Adalah Sultan Mataram dari Jawa Tengah yang akhirnya datang menaklukkan
daerah ini pada tahun 1614 setelah mendapat perlawanan yang tangguh dari penduduk
daerah ini.
Sekilas Sejarah Pemerintahan
Kota malang mulai tumbuh dan berkembang setelah hadirnya pemerintah kolonial
Belanda, terutama ketika mulai di operasikannya jalur kereta api pada tahun 1879.
Berbagai kebutuhan masyarakatpun semakin meningkat terutama akan ruang gerak
melakukan berbagai kegiatan. Akibatnya terjadilah perubahan tata guna tanah, daerah
yang terbangun bermunculan tanpa terkendali. Perubahan fungsi lahan mengalami
perubahan sangat pesat, seperti dari fungsi pertanian menjadi perumahan dan industri.

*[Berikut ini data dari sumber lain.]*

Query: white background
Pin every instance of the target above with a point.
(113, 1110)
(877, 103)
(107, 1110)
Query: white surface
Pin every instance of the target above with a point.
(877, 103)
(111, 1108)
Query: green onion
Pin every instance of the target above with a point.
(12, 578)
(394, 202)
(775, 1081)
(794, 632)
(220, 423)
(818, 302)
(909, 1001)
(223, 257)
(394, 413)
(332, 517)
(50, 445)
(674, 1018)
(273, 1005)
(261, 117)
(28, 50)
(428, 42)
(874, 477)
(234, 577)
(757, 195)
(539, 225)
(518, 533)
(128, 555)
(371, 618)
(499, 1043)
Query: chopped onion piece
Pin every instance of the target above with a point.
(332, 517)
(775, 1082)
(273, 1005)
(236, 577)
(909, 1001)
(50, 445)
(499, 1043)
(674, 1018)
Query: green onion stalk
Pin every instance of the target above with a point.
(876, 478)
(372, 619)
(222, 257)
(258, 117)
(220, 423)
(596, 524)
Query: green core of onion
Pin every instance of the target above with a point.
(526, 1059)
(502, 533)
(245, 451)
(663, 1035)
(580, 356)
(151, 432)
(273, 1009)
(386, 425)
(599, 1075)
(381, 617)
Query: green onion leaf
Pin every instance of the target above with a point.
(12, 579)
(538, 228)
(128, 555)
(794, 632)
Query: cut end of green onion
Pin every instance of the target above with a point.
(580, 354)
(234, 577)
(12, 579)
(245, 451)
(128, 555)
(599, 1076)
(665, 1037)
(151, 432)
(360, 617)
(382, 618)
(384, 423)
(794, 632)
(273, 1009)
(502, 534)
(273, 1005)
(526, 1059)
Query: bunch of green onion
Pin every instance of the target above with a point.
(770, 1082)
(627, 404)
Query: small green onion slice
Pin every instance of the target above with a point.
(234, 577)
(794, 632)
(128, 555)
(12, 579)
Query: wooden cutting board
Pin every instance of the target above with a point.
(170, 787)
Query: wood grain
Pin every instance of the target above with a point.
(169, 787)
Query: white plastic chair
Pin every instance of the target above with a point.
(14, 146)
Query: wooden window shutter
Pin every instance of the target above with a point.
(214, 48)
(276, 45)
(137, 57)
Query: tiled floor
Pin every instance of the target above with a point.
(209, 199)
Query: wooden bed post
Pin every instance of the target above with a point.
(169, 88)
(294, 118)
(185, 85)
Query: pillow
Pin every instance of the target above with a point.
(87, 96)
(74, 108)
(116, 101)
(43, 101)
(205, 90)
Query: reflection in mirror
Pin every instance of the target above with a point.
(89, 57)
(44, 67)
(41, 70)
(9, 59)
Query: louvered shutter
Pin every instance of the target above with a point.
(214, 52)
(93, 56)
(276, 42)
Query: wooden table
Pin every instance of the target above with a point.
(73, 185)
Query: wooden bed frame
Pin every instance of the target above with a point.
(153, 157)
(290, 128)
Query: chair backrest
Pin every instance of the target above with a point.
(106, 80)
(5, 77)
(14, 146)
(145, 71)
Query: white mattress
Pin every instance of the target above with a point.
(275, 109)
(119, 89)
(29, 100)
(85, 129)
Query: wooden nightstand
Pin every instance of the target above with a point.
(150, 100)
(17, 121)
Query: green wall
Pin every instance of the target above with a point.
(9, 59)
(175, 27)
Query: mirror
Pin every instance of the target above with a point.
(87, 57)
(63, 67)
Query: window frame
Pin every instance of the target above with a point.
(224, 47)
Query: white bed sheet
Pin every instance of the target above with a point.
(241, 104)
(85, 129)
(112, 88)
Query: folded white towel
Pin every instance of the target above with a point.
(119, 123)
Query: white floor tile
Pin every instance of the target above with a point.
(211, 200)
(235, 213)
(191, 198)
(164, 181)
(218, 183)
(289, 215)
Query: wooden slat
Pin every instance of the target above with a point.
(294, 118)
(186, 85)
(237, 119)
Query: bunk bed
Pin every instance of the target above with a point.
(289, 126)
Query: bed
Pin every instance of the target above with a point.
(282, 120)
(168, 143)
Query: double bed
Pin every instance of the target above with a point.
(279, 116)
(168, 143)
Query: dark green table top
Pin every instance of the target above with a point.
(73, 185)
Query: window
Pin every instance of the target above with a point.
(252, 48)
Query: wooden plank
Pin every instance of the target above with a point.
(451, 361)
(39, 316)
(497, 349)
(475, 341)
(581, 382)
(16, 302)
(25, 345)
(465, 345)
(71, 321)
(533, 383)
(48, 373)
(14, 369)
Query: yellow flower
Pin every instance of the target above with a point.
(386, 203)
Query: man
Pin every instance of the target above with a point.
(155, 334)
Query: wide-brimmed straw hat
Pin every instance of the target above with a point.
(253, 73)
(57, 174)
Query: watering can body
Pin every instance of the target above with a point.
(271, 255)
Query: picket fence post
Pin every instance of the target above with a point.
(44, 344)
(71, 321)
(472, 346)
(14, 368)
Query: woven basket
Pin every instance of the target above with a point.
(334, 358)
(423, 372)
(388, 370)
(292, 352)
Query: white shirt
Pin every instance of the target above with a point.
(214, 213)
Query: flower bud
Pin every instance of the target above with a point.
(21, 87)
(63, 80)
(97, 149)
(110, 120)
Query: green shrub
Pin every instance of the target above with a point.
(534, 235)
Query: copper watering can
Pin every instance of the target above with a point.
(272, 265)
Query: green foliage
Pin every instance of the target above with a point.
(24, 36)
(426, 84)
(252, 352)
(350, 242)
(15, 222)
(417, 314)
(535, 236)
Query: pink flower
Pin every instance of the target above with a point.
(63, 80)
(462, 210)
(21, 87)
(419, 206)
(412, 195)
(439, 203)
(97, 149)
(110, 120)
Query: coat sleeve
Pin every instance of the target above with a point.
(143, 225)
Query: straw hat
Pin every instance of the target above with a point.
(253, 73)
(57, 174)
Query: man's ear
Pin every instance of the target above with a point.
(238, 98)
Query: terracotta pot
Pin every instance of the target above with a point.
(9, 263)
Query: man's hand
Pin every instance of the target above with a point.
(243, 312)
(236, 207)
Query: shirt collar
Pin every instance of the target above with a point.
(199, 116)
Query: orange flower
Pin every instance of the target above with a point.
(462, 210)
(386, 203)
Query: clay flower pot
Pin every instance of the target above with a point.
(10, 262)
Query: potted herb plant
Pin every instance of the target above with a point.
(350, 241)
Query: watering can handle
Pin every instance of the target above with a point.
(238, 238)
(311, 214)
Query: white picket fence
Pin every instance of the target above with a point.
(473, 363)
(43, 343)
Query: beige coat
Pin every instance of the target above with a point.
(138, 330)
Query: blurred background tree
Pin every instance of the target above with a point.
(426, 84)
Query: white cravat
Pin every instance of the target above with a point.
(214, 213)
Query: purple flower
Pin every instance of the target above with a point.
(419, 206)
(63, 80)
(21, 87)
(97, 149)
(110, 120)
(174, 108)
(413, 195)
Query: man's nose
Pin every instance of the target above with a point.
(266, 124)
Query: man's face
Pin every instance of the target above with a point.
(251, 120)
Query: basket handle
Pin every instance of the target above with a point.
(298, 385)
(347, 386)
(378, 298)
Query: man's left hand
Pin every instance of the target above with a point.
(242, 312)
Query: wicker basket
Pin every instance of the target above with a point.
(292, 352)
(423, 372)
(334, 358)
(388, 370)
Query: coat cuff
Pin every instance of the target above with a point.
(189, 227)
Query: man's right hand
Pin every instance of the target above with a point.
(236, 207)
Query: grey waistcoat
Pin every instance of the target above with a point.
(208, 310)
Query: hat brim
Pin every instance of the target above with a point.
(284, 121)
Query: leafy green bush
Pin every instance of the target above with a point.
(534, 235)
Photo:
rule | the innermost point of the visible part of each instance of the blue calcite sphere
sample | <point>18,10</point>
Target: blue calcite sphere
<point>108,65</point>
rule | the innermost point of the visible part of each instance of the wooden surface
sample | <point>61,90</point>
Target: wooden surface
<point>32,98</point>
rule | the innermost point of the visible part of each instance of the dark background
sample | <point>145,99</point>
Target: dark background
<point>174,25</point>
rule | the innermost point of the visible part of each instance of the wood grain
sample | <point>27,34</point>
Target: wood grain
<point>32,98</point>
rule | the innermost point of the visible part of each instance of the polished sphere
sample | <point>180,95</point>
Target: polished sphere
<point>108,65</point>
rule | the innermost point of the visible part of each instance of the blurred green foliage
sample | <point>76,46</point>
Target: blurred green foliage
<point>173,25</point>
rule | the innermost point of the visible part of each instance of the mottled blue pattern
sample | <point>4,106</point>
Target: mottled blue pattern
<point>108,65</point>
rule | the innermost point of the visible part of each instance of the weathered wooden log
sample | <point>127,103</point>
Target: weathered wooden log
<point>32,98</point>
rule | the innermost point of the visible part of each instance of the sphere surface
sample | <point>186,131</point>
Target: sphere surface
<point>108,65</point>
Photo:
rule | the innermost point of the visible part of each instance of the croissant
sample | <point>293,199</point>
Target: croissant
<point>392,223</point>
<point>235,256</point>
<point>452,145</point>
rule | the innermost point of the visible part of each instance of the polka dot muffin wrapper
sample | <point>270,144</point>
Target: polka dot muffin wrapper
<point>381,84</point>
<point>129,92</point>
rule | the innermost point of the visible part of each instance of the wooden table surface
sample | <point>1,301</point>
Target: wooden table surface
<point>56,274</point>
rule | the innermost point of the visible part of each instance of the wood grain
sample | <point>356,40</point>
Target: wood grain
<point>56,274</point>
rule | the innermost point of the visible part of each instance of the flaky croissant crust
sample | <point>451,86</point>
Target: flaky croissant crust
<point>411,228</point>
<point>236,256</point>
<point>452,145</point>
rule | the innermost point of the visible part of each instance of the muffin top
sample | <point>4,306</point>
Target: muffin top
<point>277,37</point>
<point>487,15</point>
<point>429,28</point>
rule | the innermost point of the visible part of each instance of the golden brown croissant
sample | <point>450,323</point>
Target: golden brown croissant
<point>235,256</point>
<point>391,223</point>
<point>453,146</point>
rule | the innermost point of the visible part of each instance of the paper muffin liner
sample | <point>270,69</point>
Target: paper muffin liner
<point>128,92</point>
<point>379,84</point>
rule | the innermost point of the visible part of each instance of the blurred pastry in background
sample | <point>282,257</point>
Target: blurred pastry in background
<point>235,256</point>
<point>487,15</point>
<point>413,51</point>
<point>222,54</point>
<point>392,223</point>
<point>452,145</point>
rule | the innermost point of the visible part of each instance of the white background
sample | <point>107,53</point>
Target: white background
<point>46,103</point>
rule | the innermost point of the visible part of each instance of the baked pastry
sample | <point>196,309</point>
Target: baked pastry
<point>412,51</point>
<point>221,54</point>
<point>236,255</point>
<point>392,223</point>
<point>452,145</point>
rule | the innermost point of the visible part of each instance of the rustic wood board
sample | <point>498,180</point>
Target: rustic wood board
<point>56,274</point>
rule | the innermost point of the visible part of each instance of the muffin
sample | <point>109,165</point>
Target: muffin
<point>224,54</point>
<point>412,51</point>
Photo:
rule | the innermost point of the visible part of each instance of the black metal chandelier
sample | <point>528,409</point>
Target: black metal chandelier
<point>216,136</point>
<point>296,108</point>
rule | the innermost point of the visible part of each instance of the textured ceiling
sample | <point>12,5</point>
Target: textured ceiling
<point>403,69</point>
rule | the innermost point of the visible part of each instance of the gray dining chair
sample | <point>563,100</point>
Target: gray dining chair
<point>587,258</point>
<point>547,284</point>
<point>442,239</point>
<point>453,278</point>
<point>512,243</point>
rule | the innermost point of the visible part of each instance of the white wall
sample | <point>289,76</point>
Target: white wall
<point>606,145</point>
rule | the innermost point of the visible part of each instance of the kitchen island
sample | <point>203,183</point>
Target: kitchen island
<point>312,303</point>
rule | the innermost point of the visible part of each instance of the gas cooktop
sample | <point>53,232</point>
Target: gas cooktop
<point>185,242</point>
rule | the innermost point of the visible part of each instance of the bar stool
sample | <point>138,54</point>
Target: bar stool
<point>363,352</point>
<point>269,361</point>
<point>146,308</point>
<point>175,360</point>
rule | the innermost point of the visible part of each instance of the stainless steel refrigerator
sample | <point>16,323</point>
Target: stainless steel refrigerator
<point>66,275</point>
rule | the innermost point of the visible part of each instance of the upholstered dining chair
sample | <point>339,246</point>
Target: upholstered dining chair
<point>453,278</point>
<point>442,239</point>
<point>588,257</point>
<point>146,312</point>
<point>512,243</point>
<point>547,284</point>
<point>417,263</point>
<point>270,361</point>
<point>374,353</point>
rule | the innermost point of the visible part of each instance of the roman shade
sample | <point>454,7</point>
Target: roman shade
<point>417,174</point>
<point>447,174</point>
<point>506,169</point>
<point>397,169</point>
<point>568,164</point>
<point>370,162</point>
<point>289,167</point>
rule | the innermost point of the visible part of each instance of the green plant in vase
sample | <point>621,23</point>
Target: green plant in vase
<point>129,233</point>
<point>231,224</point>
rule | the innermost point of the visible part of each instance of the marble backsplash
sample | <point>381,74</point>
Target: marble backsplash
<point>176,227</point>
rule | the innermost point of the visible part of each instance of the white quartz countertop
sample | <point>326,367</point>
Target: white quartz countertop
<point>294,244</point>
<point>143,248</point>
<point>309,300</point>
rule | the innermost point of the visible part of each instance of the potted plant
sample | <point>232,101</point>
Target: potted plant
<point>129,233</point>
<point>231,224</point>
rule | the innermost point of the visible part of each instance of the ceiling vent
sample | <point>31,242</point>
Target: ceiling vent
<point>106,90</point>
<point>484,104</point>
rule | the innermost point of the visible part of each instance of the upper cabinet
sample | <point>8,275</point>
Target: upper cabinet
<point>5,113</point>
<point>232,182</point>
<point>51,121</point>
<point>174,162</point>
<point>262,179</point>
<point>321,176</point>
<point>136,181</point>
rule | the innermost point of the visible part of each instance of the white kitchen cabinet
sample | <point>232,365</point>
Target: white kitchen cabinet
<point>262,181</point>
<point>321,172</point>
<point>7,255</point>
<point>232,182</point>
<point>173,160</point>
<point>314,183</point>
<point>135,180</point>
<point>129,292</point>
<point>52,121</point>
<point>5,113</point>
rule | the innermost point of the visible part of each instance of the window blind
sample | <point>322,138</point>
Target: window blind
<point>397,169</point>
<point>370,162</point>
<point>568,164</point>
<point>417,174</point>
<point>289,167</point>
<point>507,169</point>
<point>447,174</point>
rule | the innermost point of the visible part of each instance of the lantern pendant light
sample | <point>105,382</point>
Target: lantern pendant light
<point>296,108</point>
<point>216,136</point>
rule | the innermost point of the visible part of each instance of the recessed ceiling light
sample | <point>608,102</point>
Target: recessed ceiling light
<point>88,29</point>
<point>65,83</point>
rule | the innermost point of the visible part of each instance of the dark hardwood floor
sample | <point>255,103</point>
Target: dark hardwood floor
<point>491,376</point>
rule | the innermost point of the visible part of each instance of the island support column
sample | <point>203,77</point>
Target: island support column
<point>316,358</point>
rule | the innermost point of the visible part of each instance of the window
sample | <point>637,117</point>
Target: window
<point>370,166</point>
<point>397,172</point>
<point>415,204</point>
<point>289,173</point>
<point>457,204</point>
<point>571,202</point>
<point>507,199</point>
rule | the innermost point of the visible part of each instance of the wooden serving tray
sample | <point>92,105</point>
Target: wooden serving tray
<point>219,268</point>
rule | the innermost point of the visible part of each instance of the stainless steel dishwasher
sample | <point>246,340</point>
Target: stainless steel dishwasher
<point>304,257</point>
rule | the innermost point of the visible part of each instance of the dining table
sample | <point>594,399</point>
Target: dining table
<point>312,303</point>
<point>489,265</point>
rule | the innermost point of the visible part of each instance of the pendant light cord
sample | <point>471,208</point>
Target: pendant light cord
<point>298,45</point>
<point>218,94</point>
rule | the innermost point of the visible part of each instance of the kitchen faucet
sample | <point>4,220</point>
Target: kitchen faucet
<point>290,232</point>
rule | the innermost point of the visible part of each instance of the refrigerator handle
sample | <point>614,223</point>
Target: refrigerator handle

Malang merupakan sebuah Kerajaan yang berpusat di wilayah Dinoyo, dengan
rajanya Gajayana.
 Tahun 1767 Kompeni memasuki Kota
 Tahun 1821 kedudukan Pemerintah Belanda di pusatkan di sekitar kali Brantas
 Tahun 1824 Malang mempunyai Asisten Residen
 Tahun 1882 rumah-rumah di bagian barat Kota di dirikan dan Kota didirikan alun-
alun di bangun.
 1 April 1914 Malang di tetapkan sebagai Kotapraja
 8 Maret 1942 Malang diduduki Jepang
 21 September 1945 Malang masuk Wilayah Republik Indonesia
 22 Juli 1947 Malang diduduki Belanda
 2 Maret 1947 Pemerintah Republik Indonesia kembali memasuki Kota Malang.
 1 Januari 2001, menjadi Pemerintah Kota Malang.